Christiane hurtles through the streets towards the heights of Santa Teresa, a steeply inclined neighborhood that overlooks the city. Cesar Agusto, an actor from Compania Dos Atores, has set us up with Denise Milfont, an artist-friendly proprietor of a house here.
And the Ebullient Denise Milfont, exuding welcome as we arrive…
The guesthouse is lovely. A small gate off a rocky street, a large fruit tree on the stone patio, paved with irregular stones.
My sink – these blue tiles are frequently seen in Brazil, it seems.
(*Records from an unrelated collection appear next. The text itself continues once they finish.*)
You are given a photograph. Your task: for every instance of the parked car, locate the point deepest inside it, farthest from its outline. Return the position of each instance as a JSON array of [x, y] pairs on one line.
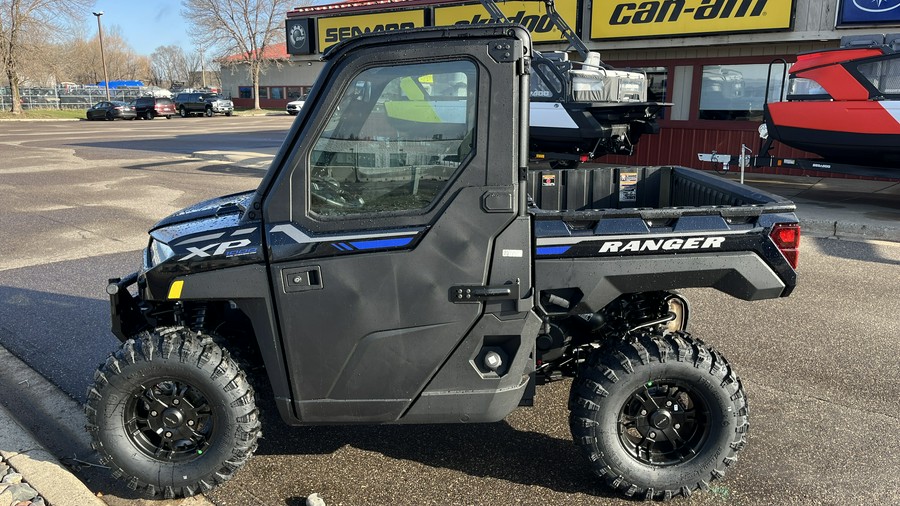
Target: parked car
[[111, 111], [293, 108], [202, 103], [151, 107]]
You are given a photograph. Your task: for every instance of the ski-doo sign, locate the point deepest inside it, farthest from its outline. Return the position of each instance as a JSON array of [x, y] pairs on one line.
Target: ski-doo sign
[[335, 29], [614, 19], [531, 15]]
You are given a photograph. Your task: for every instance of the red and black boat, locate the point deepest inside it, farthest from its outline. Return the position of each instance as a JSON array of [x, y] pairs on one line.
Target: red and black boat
[[843, 105]]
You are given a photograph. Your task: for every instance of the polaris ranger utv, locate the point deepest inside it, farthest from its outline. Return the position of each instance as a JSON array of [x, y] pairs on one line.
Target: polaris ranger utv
[[387, 273]]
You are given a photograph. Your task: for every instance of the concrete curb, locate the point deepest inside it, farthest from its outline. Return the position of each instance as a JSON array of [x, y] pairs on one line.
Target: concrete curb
[[41, 470], [849, 230]]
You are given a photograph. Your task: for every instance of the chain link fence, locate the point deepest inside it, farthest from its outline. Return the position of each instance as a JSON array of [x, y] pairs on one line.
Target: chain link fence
[[70, 97]]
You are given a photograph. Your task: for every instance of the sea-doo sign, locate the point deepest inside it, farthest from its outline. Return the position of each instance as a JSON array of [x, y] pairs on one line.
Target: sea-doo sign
[[615, 19], [531, 15], [335, 29], [868, 12], [298, 35]]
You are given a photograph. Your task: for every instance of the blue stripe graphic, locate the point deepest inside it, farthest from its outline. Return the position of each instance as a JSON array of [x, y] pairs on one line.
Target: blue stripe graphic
[[552, 250], [383, 243]]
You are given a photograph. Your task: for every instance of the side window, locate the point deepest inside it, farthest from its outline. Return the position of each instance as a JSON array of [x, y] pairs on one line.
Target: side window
[[883, 74], [395, 141]]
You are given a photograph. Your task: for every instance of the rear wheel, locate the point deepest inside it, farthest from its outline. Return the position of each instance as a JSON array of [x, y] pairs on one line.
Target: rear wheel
[[172, 413], [658, 417]]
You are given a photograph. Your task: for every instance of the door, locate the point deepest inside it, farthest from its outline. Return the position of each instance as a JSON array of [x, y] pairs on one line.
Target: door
[[386, 217]]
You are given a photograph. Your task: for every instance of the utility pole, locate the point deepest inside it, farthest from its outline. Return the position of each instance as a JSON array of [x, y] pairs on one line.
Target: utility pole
[[202, 68], [102, 56]]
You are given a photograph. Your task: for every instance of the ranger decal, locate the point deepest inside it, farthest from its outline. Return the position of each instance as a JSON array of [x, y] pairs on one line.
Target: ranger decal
[[662, 244]]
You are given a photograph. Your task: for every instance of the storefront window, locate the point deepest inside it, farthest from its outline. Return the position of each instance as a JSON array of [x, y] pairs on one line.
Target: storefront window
[[296, 92], [737, 92], [657, 84]]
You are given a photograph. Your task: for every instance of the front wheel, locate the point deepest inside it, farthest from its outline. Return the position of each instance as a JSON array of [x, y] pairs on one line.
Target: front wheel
[[659, 416], [172, 413]]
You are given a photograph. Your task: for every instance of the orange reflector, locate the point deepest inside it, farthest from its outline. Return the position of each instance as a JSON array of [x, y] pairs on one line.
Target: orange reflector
[[786, 237]]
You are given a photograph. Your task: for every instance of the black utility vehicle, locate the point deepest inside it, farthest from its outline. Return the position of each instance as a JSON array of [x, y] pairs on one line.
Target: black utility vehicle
[[110, 111], [208, 103], [413, 268], [151, 107]]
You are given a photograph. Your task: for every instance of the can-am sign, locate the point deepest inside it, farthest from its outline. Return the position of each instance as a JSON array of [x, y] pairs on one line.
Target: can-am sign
[[335, 29], [615, 19], [868, 12], [532, 15]]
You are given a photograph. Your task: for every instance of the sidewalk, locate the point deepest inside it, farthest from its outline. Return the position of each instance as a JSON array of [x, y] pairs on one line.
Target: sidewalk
[[31, 475]]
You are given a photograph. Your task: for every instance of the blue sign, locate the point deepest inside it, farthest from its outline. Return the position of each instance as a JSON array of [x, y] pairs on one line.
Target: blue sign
[[869, 12]]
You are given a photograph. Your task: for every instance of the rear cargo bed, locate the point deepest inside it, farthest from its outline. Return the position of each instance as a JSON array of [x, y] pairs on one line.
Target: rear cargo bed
[[648, 192]]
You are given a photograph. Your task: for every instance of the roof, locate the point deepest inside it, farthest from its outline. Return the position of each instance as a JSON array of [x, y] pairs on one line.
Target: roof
[[274, 52]]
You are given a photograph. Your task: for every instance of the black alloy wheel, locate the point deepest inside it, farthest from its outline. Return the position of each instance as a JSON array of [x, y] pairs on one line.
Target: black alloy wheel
[[664, 423], [172, 413], [170, 420], [659, 415]]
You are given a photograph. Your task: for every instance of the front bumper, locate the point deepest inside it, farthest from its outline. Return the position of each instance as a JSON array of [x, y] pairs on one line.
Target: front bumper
[[126, 316]]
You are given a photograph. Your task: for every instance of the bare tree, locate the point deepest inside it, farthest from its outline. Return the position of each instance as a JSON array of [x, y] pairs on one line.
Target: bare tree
[[29, 20], [246, 28]]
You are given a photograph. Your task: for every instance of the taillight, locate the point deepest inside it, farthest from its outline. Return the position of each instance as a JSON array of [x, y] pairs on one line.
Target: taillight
[[786, 237]]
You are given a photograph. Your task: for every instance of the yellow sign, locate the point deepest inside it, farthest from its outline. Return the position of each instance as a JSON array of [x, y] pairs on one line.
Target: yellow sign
[[335, 29], [531, 15], [617, 19]]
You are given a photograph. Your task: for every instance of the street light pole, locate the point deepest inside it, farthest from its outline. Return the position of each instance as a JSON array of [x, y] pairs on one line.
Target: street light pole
[[102, 56]]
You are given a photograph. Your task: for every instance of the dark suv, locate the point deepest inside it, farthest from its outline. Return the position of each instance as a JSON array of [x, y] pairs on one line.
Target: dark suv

The house is from 1923. The lion head spits out water.
Denise plies us with breakfast: brown bread, fresh cheese that squeaks when you bite it, guava paste, and “milk jam” – i.e., dulce de leche. Fantastic. I pour myself a cup of coffee, but I pass it off to Dito (the professional coffee drinker) once I realize it’s the kind of lethal supercondensed brew you’re supposed to cut with water. I make myself a more gentle version.
There’s a French family staying here, as well as several Brazilian actors and directors. Denise runs a kind of artists’ colony, and some of the apartments are used in conjunction with a residency for visual artists. Dito speaks Spanish fluently, and I have some French, and breakfast passes in a mish-mash of all 4 languages. Denise is funny – she forgets which language she’s speaking half the time and switches between French, English, and Spanish mid sentence.
There are tiny monkeys on the tree outside, almost tame. “Very sweet, tres petite! I try not to feed them bananas,” says Denise – “Then you can never get rid of them, they come into the house, the bite everything, eat the passports, you know.” But she breaks the rule and Dito passes one a small piece of banana which is snatched with tiny claws.
Now we’re headed out to meet our translator, Marina, somewhere near Ipanema. Later we’ll plan our workshops and presentation. The plan is to meet Monday-Wednesday: 1 day of ‘sit down meetings’, sharing videos and explanations of artistic methods; then a day each on our feet, each company leading some research and exercises from our theater.